What then could God be looking for, when He singles out a man, or a nation? “But he looked for a man, a fence mender, somebody who could stand in the breach against me on behalf of the land, that I not destroy the land” [Ezekiel 22:30].

The grace God looks for in humans and in the Jewish nation is precisely the courage of one’s compassion, the strength to stand in defense of others, especially the Jewish people.

Until now God has only contemplated the death of His only friend. When Israel strays from the covenant, as they inevitably will, He will reflexively do the opposite of “face-to-face” — “I will indeed hide My face from them” [Deut. 31: 17–18], retreating into incommunicability, a state from which all other sufferings and persecution follow. God foresees this lack of verbal communication and finds it intolerable, as he does his favorite’s passing.

One might think that concealment of the Divine would be construed by the rabbis of the Talmud as a total negative, and that is precisely how, at the time of the destruction of the Second Temple, a Jewish heretic in Caesar’s court would read the plight of world Jewry. However, from the Talmud onward, the rabbis displayed a typically Jewish characteristic with regard to this text, reading a positive into a negative. For them, hiding does not mean emptiness so much as it does a treasure hunt. Only with His people, and with people of faith, does God play these seductive games of hide-and-seek.

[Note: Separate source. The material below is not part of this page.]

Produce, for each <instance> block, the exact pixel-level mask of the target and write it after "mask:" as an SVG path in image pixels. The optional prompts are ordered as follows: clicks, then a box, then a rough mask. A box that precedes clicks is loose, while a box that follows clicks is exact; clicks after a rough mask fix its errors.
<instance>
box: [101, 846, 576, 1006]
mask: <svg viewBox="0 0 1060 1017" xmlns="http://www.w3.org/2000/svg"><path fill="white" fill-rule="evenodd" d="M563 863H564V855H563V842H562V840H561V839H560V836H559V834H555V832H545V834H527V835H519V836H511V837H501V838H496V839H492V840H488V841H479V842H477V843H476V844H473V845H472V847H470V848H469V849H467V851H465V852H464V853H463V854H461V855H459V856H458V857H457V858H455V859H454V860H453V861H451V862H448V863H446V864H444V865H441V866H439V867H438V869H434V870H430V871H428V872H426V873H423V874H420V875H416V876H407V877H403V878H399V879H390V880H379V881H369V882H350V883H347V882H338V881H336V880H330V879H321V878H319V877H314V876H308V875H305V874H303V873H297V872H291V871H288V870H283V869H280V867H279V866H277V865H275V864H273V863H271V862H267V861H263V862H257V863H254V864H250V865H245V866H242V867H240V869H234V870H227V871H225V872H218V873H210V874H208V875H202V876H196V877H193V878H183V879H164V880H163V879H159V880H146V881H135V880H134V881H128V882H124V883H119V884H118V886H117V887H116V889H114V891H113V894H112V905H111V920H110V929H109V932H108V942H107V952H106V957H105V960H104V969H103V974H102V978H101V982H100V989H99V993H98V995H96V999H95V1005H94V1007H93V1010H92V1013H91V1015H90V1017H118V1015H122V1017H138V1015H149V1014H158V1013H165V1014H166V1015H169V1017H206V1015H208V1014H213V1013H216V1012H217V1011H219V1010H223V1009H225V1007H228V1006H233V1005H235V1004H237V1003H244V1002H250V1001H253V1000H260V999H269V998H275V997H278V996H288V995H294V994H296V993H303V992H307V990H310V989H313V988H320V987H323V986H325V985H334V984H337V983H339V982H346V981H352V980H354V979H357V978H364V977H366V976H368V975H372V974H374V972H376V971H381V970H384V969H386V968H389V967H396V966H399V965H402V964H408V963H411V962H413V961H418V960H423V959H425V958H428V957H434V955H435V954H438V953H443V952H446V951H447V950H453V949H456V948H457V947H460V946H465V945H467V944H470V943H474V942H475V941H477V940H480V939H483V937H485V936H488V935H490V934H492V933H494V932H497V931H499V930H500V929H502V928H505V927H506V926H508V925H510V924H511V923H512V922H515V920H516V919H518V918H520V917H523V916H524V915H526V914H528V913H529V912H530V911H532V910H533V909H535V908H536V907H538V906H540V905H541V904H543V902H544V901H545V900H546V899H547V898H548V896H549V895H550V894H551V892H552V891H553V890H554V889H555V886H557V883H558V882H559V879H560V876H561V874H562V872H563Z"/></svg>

But what is God doing while hiding from His children? In the Talmud there is a notion that He is weeping. “Hide? Will I indeed hide My face?” evokes the image of a Master of the World so affected by human suffering that when, despite all his power, He cannot intervene, He wraps Himself round and round with His tallit, in order to hide in its folds and weep. This is derived from the verse “My soul shall weep in secret” [Jeremiah 13: 17].

“The Holy One, blessed be He, has a place and its name is ‘secret.’ It is there that He sits and weeps” [Tractate Hagiga 5b].

“But is there any weeping in the presence of the Holy One, blessed be He?” the passage continues. In the Psalms it finds its reply: “Honor and majesty are before Him; strength and beauty are in His sanctuary!” [Psalms 96:6]. Only joy and equanimity are appropriate in royal court etiquette. The tractate goes on to say, however, that there is no real contradiction; the idea of the Holy One weeping refers to the inner chambers, while appropriate decorum applies to the outer chambers.

Viewed from the outside, God behaves like a transcendent being, but in His secret heart, His innermost hiding place, He empathizes with the pain of His creatures, longing for humans to initiate the flood of tears that He cannot shed until flesh-and-blood lead the way. Chaim Vital’s slant on the Talmudic notion that “the gates of tears were never locked” is that, because humans are created in the image of God, what happens below affects the Divine sphere. An ordinary person crying for the loss of a loved one or filled with compassion for others impacts the Divine realm.

Vital’s suggestion, “When a person weeps and sheds tears for a righteous man, he/she also causes tears to be shed on high.”

A wonderful Midrash says that when Moses was finally ready to hand over his soul to die, God began to weep, saying: “Who will stand against Me on the day of anger? And who will speak up for Israel when they speak against Me?”

This picture conjures up a God who mourns His one true friend for His own sake, but also for His all but infinite capacity to elicit compassion and deliverance for the Jewish people.

 

Freema Gottlieb is the author of “Lamp of God: A Jewish Book of Light” and “Jewish Folk Art.” She has written for The New York Times Book Review, The New Republic, the Times Literary Supplement and Partisan Review.